ActuSF : Comment avez-vous construit votre façon de travailler sans avoir reçu de formation BD ?
Stéphane : En travaillant beaucoup de nous-mêmes dans un premier temps. Depuis notre enfance, on a toujours écrit et dessiné en se disant que la BD serait pour nous un métier. On a donc beaucoup appris dans notre coin, en lisant et en étudiant tout ce qui nous tombait sous la main et dès que quelque chose nous plaisait, on essayait de faire mieux. La partie brute de ce qu'on sait réaliser aujourd'hui vient de ces années-là, l'autre part, la plus visible, vient, elle, de la critique et des rencontres. Un talent, quel qu'il soit, est toujours perfectible et il ne progresse pas sans un regard extérieur. Comme la plupart des autodidactes, on a su se créer un style personnel en apprenant de toutes nos lectures et en étudiant des images dont on ne comprenait pas toujours les notices, mais on n'a vraiment avancé que sous le feu de la critique. À nos débuts, des professionnels nous ont encouragés à prendre conscience de certaines de nos faiblesses et petit à petit on a pu les corriger pour devenir meilleurs. Le fait d'être à deux nous a aussi beaucoup aidés. On s'est toujours motivés l'un et l'autre en se tirant vers le haut et ce n’est pas fini ! On continue d'essayer plein de techniques différentes et on progresse tous les jours.

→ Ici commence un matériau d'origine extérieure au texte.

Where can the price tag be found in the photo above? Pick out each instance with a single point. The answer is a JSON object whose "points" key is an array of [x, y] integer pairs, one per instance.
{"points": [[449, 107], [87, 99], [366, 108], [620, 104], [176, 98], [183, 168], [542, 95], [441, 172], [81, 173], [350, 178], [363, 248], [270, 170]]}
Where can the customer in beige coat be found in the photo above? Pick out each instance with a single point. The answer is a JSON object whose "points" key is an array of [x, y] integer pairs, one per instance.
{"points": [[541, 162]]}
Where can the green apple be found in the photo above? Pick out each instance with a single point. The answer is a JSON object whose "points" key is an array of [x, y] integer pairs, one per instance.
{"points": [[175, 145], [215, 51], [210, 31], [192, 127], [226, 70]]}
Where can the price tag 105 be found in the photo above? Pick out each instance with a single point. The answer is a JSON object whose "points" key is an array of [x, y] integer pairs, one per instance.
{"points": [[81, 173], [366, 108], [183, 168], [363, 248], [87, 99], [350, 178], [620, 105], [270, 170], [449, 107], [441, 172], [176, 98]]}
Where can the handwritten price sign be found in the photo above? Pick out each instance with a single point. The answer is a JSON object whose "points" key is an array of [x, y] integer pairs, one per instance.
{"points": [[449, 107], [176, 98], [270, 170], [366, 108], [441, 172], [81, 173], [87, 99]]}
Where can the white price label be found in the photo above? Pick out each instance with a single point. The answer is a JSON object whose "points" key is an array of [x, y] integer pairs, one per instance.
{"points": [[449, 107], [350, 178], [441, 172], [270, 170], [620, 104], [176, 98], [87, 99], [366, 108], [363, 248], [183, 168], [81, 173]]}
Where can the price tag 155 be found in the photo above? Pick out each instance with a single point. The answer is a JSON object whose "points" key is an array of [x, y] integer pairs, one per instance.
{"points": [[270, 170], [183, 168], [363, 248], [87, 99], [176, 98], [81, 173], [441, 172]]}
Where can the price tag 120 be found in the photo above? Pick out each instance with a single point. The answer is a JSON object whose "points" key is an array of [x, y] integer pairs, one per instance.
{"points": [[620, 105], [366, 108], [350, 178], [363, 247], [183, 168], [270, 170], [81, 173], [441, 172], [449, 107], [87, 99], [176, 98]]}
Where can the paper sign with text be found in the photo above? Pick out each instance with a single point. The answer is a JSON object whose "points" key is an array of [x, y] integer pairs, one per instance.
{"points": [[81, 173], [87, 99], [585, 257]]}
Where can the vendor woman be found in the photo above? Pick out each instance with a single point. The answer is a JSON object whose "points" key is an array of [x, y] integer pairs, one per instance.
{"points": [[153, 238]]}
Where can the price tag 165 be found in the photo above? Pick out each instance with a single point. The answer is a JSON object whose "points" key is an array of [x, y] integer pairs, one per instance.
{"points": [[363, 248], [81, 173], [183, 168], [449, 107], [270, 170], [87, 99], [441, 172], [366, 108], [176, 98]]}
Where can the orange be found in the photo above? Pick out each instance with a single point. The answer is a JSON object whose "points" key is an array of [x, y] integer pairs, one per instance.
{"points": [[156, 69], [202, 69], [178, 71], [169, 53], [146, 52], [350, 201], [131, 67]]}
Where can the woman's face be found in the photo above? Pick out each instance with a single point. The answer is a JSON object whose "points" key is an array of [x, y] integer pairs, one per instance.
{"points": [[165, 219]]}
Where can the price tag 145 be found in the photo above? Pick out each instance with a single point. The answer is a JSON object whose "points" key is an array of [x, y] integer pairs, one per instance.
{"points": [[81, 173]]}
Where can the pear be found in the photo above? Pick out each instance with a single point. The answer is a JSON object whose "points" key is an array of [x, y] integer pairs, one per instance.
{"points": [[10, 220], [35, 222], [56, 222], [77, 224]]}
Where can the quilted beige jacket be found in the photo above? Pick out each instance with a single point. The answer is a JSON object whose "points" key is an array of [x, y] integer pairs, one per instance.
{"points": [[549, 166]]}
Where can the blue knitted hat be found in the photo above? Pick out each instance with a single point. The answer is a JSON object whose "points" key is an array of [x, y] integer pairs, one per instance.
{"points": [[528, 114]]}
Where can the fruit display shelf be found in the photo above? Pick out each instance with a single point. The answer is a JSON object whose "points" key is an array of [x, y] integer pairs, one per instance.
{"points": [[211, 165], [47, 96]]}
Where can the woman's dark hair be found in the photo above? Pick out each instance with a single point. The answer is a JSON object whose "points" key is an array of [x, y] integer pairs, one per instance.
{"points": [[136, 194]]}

ActuSF : Comment construisez-vous vos intrigues ? Est-ce que vous planifiez une histoire sur plusieurs albums ou plus au jour le jour ?
Olivier : En général, tout part d'une discussion ou d'un petit dessin. On parle beaucoup, on se coupe la parole, on améliore nos idées respectives et puis on se remet à faire des petits dessins avant de se recouper la parole… et ainsi de suite pendant des heures et parfois des jours. On tisse la carte de fond des univers sur lesquels on veut travailler, au dessus de tout ça on tend un filet d'intrigues possibles et on détermine précisément la fin de l'histoire. Quand on tient cette fin, on fait nos choix. Quels héros ? Quels éléments déclencheurs et quels retournements de situation ? On n'est pas des exemples d'organisation, pourtant en BD, on ne commence rien sans savoir exactement où on part. Du coup ça nous permet de préparer les grandes lignes de chaque tome avec beaucoup d'avance et on peut orienter les mouvements de l'histoire et les personnages avec précision. Malgré toute cette préparation, on fait quand même en sorte de se garder une marge de manœuvre pour inclure de nouveaux éléments, on sait jamais, on n'est pas à l'abri de nouvelles bonnes idées…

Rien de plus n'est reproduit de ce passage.